=======================================
Gaussian-Process Factor Analysis (GPFA)
=======================================

Gaussian-process factor analysis (GPFA) is a dimensionality reduction method [Yu2009]_ that extracts smooth, low-dimensional latent trajectories from noisy, high-dimensional time series data.
GPFA applies `factor analysis (FA) <https://scikit-learn.org/stable/modules/generated/sklearn.decomposition.FactorAnalysis.html>`_ to observed data to simultaneously reduce their dimensionality and smooth the resulting low-dimensional trajectories by fitting a `Gaussian process (GP) <https://scikit-learn.org/stable/modules/generated/sklearn.gaussian_process.kernels.Kernel.html#sklearn.gaussian_process.kernels.Kernel>`_ model to them.
See the below :ref:`notes` for its main differences to the popular PCA dimensionality redunction method.
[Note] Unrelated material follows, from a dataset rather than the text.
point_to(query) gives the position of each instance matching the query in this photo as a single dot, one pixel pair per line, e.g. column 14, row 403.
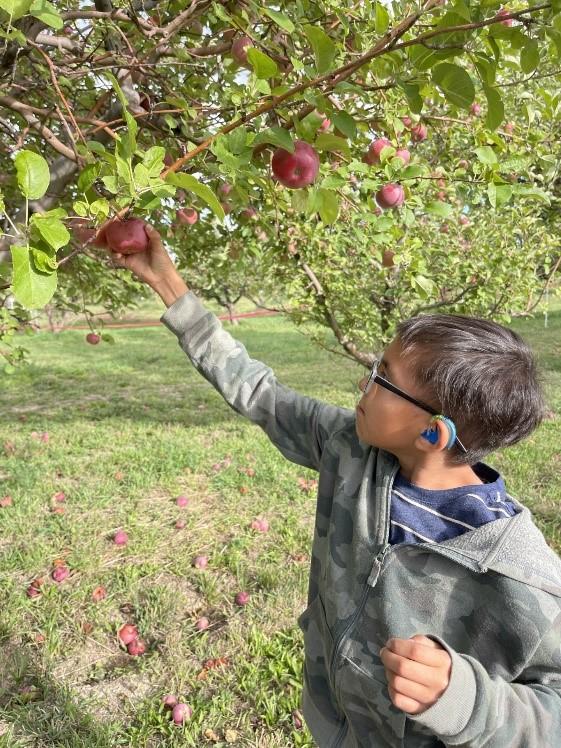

This documentation describes `BlockInvGPFA`, a Python implementation of the GPFA model that incorporates several performance and usability improvements over existing implementations (e.g., from the Elephant toolbox [Denker2018]_).

The essential ingredients of the generative model underlying GPFA are *observations* :math:`\boldsymbol{X}` and *latent variables* :math:`\boldsymbol{Z}`.
For each high-dimensional time series in a dataset, the :math:`x_\textrm{dim}`-dimensional time series is split into :math:`T` time bins of size :math:`\delta t`, leading to the :math:`x_\textrm{dim} \times T`  matrix :math:`\boldsymbol{X}` that contains these data.
The observations in each time bin are assumed to be stochastically generated by a :math:`z_\textrm{dim}`-dimensional latent variable (:math:`z_\textrm{dim} < x_\textrm{dim}`) through some noisy linear mapping.
Across time, these latent variables are collected in the :math:`z_\textrm{dim} \times T` matrix :math:`\boldsymbol{Z}`.
A dataset usually contains a set of observations :math:`\boldsymbol{X}`'s that each have their associated latent variabes :math:`\boldsymbol{Z}`, and that all have the same observation and latent dimensions, :math:`x_\textrm{dim}` and :math:`z_\textrm{dim}`, but might differ in their number of time bins :math:`T`. 

.. _gpfa_prob_model:

GPFA's generative model is defined by the emission and the latent time-course models:

1. **Emission model**, :math:`p(\boldsymbol{X} | \boldsymbol{Z})`: GPFA's emission model assumes that, in each time bin :math:`t`, the observations :math:`\boldsymbol{x}_{:,t}` are generated independently through a stochastic linear mapping from the corresponding latent variables :math:`\boldsymbol{z}_{:,t}`,

   .. math:: \boldsymbol{x}_{:,t} | \boldsymbol{z}_{:,t} \sim \mathcal{N} \left( \boldsymbol{C} \boldsymbol{z}_{:,t} + \boldsymbol{d}, \boldsymbol{R} \right) ,

   where :math:`\boldsymbol{x}_{:,t}` and :math:`\boldsymbol{z}_{:,t}` are the :math:`t` th column (i.e., the :math:`t` th time bin) of :math:`\boldsymbol{X}` and :math:`\boldsymbol{Z}`, respectively, :math:`\mathcal{N}\left( \boldsymbol{\mu}, \boldsymbol{\Sigma}\right)` denotes the multivariate Gaussian with mean :math:`\boldsymbol{\mu}` and covariance :math:`\boldsymbol{\Sigma}`, and the loading matrix :math:`\boldsymbol{C}` (:math:`x_\textrm{dim} \times z_\textrm{dim}`), bias vector :math:`\boldsymbol{d}` (:math:`x_\textrm{dim}`), and diagonal (as in FA) emission covariance matrix :math:`\boldsymbol{R}` (:math:`x_\textrm{dim} \times x_\textrm{dim}`) are model parameters.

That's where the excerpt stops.